The posterior tibial nerve lies underneath the laciniate ligament in the tarsal tunnel and arborizes into the calcaneal, medial plantar, and lateral plantar branches. The cause of tarsal tunnel syndrome is incompletely understood. In 2016, an anatomical study evaluated the neurovascular relationships in the tunnel. Their conclusion was that an extensive vascular supply to the posterior tibial nerve in the tarsal tunnel may cause vascular congestion and leave the nerve susceptible to symptomatic compression more than other nerve compression relationships.9


Imaging

As in many of the orthopaedic specialties, diagnostic imaging is an essential component of the medical workup for much of the pathology encountered by the
foot and ankle specialist. In an era of multiple imaging modalities, it is incumbent on the treating physician to understand the intricacies of these various modalities and to utilize them when appropriately indicated.


Plain Radiographs

Plain radiographs of the foot and ankle serve a critical role in the accurate assessment and diagnostics of foot and ankle pathology. In most clinical scenarios, plain radiographs are the initial study of choice in imaging workup. These studies are low-cost and easily obtainable in the office setting and provide important diagnostic data with regard to assessing alignment, trauma, degenerative, and potential neoplastic conditions. Weight-bearing radiographs are particularly useful and are strongly preferred with the exception of postoperative or traumatic situations that may warrant non-weight-bearing radiographs.

A standard series of weight-bearing radiographs of the foot includes AP, lateral, and oblique radiographs (Figure 3).
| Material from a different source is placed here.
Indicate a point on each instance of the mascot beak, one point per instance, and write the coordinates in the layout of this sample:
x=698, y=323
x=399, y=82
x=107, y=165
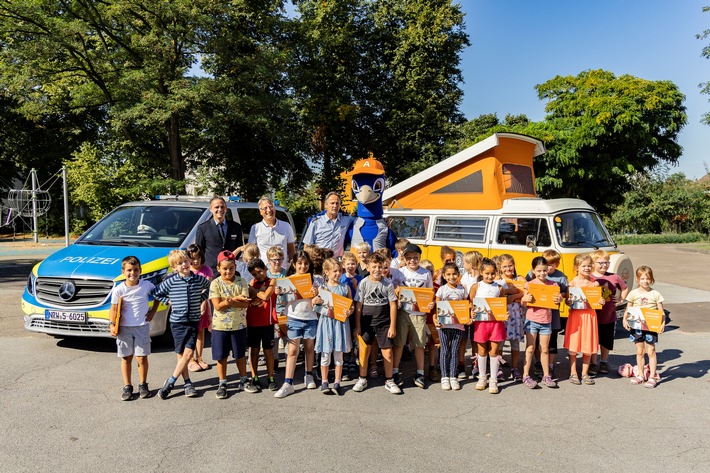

Depending on the clinical context, additional “special views” may also be indicated. These may include dedicated radiographs of the toes, sesamoids (Figure 4), and possible stress radiographs of the foot when indicated (ie, suspected unstable Lisfranc injury).

A standard series of weight-bearing radiographs of the hindfoot and ankle includes AP, lateral, and mortise radiographs (Figure 5). As with the foot, there are additional views that may be obtained depending on the context. Stress radiographs of the ankle are performed in determining stability of certain ankle fracture patterns as well as in assessing competency of ligamentous structures in more chronic scenarios (Figure 6). An axial or Harris view of the calcaneus can be obtained when indicated to better visualize the bony anatomy of the calcaneus. The Broden view of the hindfoot is a special view used in assessing the posterior facet of the subtalar joint. This can be particularly useful when assessing an intra-articular calcaneal fracture or a subtalar coalition (Figure 7). The hindfoot alignment view or Saltzman view is now also commonly obtained when evaluating the axial alignment of the hindfoot in relation to the ankle above. This is particularly important for preoperative planning purposes in corrective hindfoot deformity surgery (Figure 8).


MRI

MRI of the foot and ankle can provide useful data in evaluating acute or chronic trauma, impingement, osteochondral injuries, arthropathies, occult fractures or stress reactions, osteonecrosis, soft-tissue and osseous tumors, infection, nerve entrapment syndromes, and tendon pathology. When indicated, it can be a critical part of determining the diagnosis and guiding appropriate treatment. There are a variety of MRI systems available, but most commonly, midfield (1.5-T)
and high-field (3-T) systems are used in the evaluation of the foot and ankle.10 The higher field systems allow for higher resolution and are thus preferable in most circumstances for the foot and ankle specialist. There are specific scenarios such as when previous internal fixation is present that a midfield (1.5-T) MRI system would be preferable.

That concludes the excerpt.